I’m finding it a hard concept to get my head around, but Detroit, Motor City, yesterday filed for bankruptcy, the biggest US city to ever take such action. Its liabilities total $18.5bn (£12.1bn) – a pit of debt that has racked up over 60 years, and which neither the bankers nor city debtors are willing to compromise on.
Visitors to Detroit – and there are many among the automotive fraternity, given its hub as home to the Big Three car makers (Ford, GM and Chrysler) and their support businesses – will perhaps not be surprised. It’s been a long time since it was safe to walk around Detroit at night, or even step from a car in a lot of districts.
This is a city with 78,000 abandoned homes, an unemployment rate that has tripled (from pretty dark depths) since 2000 and which has a murder rate that is spiralling out of control. An estimated 60 per cent of children live in poverty. Many of the abandoned homes are occupied and then set on fire, not by the occupiers but by local residents eager to drive away unwanted visitors.
The police can barely respond, understaffed, under equipped and, I suspect, struggling to scratch out a living. I can’t claim any great first-hand knowledge of Detroit’s troubles, but when we go to the motor show car manufacturers like to employ ex-policeman because they know where and, perhaps more importantly, where not to go.

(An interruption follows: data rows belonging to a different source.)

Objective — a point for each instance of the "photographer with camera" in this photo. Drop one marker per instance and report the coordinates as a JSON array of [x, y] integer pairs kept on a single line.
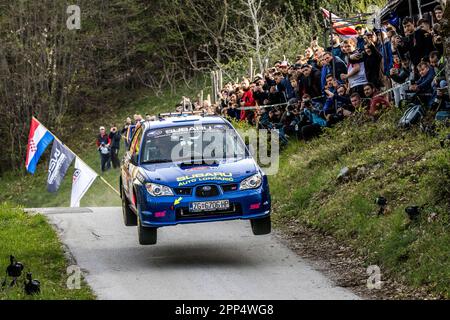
[[311, 123], [115, 138], [103, 147]]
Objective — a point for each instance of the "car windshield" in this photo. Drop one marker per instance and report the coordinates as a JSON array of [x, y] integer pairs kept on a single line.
[[204, 143]]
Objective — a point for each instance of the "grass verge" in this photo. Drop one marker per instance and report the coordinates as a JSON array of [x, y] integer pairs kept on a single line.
[[406, 167]]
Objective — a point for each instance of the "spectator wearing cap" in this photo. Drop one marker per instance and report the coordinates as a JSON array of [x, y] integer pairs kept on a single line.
[[384, 47], [360, 41], [356, 72], [416, 42], [114, 138], [232, 111], [288, 89], [314, 122], [377, 102], [124, 131], [423, 87], [372, 63], [103, 147], [259, 93], [331, 64], [438, 13], [247, 101], [335, 49]]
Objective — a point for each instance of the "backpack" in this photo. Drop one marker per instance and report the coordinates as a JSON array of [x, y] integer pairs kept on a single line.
[[412, 116]]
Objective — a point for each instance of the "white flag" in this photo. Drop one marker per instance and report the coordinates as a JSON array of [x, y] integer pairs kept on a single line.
[[83, 177]]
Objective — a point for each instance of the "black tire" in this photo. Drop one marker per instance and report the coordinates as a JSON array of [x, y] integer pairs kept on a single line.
[[129, 217], [261, 226], [147, 235]]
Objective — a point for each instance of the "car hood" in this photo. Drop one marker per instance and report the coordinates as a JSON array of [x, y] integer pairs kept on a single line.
[[178, 175]]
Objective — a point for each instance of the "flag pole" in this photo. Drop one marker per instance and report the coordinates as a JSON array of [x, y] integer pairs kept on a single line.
[[101, 178]]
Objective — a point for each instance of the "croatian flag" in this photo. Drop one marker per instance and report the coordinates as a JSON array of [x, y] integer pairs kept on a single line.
[[341, 26], [38, 140]]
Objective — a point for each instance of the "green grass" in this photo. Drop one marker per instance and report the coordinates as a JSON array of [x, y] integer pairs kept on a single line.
[[34, 243], [406, 167]]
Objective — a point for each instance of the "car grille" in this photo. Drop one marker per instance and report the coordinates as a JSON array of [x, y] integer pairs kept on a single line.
[[183, 213], [183, 191], [206, 191]]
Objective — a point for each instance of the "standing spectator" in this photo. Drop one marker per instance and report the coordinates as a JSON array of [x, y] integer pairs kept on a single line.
[[335, 49], [384, 47], [115, 137], [289, 90], [357, 102], [247, 101], [124, 131], [415, 42], [309, 81], [423, 87], [439, 13], [372, 64], [331, 64], [103, 146], [360, 39], [377, 102]]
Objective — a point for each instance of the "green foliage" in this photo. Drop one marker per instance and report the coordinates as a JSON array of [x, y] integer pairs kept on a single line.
[[406, 167]]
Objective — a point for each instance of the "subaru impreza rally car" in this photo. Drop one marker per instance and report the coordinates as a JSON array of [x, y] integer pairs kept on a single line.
[[191, 169]]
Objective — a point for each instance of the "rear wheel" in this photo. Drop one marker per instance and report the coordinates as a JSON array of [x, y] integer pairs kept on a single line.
[[261, 226], [129, 217], [147, 235]]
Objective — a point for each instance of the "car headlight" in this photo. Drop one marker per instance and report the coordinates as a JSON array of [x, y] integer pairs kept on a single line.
[[158, 190], [252, 182]]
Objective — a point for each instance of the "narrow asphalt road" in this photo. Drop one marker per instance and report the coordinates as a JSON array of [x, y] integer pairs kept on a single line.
[[198, 261]]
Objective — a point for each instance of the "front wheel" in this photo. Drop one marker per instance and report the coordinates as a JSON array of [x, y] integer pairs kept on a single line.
[[261, 226], [147, 235]]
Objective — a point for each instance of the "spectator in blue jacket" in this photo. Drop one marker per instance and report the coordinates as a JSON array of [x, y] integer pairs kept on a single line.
[[424, 87]]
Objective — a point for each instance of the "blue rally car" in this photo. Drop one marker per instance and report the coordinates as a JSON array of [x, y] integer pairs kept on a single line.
[[191, 169]]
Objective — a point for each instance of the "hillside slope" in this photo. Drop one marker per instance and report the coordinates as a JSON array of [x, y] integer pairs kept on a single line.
[[406, 167]]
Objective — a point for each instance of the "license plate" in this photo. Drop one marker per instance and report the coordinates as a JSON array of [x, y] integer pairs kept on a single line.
[[218, 205]]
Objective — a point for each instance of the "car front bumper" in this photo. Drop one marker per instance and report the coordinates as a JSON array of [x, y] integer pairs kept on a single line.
[[173, 210]]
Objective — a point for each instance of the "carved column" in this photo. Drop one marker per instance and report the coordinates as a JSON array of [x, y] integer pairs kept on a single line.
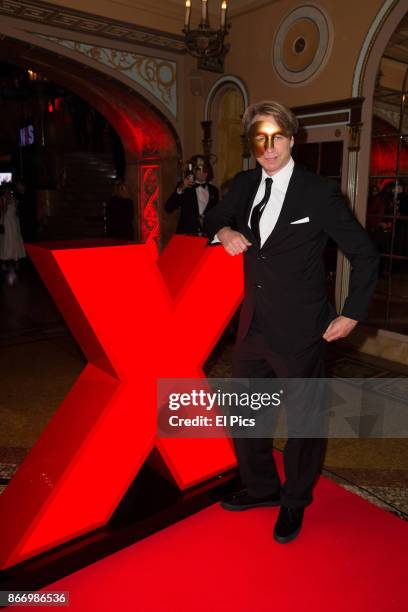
[[354, 131], [207, 140]]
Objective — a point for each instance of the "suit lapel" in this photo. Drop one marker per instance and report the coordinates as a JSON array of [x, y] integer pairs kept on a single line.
[[249, 196], [293, 195]]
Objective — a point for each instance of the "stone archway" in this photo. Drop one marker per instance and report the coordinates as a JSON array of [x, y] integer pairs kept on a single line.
[[224, 106], [150, 142], [363, 85]]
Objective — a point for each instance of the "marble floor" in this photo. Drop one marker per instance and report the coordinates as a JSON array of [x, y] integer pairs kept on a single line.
[[40, 362]]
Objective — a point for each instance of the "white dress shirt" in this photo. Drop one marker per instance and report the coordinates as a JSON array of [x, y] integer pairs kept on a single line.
[[274, 205], [203, 196]]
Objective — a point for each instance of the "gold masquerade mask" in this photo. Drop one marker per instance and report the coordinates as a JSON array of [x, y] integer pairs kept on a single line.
[[264, 135]]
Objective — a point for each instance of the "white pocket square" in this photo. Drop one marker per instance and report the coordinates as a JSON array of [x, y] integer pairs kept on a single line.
[[304, 220]]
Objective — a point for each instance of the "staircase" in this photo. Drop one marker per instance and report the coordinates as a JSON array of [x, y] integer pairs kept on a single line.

Trouble is, for every one who’s delighted to have made a difference and got out alive, there’s another one happy to take you here, there and everywhere “to have some fun” and, presumably, a cut of the profits.
The irony is that there are already some signs of the city bouncing back. Corrupt city officials have been introduced to prison cells in recent years, there have been major rebuilding projects around the city centre (including, disappointingly, some casinos in an effort to make the city into a Las Vegas-style destination) and, of course, the car makers have dragged themselves up from rock bottom and started to thrive again. Even in its bleakest hour Detroit is the 18th largest city in America, so residents haven’t exactly fled. For many there are strong prospects.
But for others there are no prospects; they are trapped. At one point the city’s emergency manager, Kevyn Orr, planned to bus the debtors (think bankers and pension bond holders) in to some of the poorest parts of Detroit, to try and help them understand the realities of their hard-edged negotiations. They refused to go, or negotiate on their debts. Now, theoretically, they will get nothing (nor, presumably, will they lend again in future). In short, nobody wins.